In view of recent developments in advanced manufacturing and nanomaterial technologies, which have enabled realization of novel material architectures at small-scale, a mixed variational temperature-dependent rate-dependent thermo-viscoplastic continuum element is proposed and developed for elastic, plastic, and thermal wave propagation problems. The variational scheme is based on a Hamiltonian approach, while for the temporal and spatial discretization scheme a discrete calculus of variations approach is adopted. Within this framework, an exponential temperature dependence for material properties and second sound effects is included.
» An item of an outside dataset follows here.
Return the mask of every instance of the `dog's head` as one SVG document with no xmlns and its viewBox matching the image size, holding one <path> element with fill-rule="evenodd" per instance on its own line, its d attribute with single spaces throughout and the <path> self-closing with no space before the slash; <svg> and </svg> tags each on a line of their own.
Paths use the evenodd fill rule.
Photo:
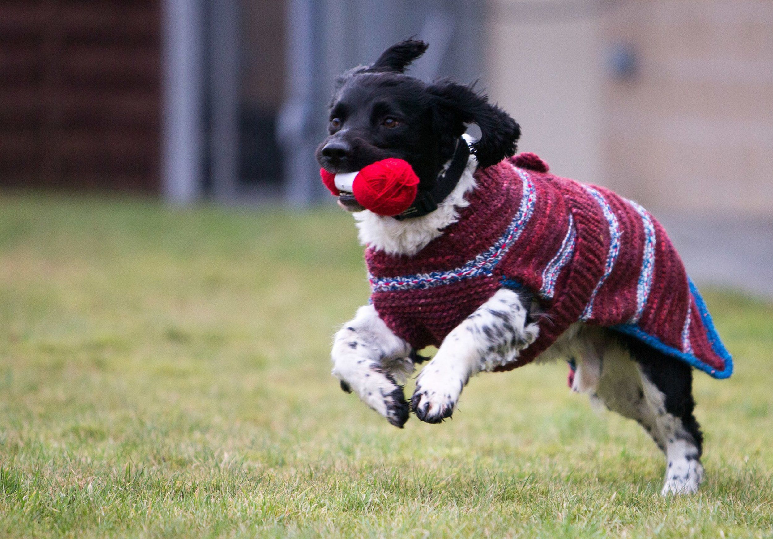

The developed framework sets the foundations that can lead to new class of temperature dependent models for capturing thermoplastic behavior and wave propagation of different materials. The robustness of the proposed variational approach, and aspects of coupled dynamic temperature-dependent thermoplastic response are demonstrated through several case studies. Applications include elastic, plastic, and thermal wave propagation and reflection in semi-infinite and finite length space at small temporal scales.

鉴于先进制造和纳米材料技术的最新发展已实现了小规模新型材料结构的实现，提出并开发了一种用于弹性，塑料和热的混合变率依赖于速率的热粘塑性连续体元素。波传播问题。变分方案基于哈密顿方法，而对于时间和空间离散化方案，则采用离散变分方法。在此框架内，包括了材料特性和第二声音效果的指数温度依赖性。所开发的框架奠定了基础，可以导致新一类的温度相关模型来捕获热塑性行为和不同材料的波传播。通过几个案例研究，证明了所提出的变型方法的鲁棒性以及耦合的依赖温度的动态热塑性响应的各个方面。应用包括弹性波，塑性波和热波在小时间尺度上在半无限和有限长度空间中的传播和反射。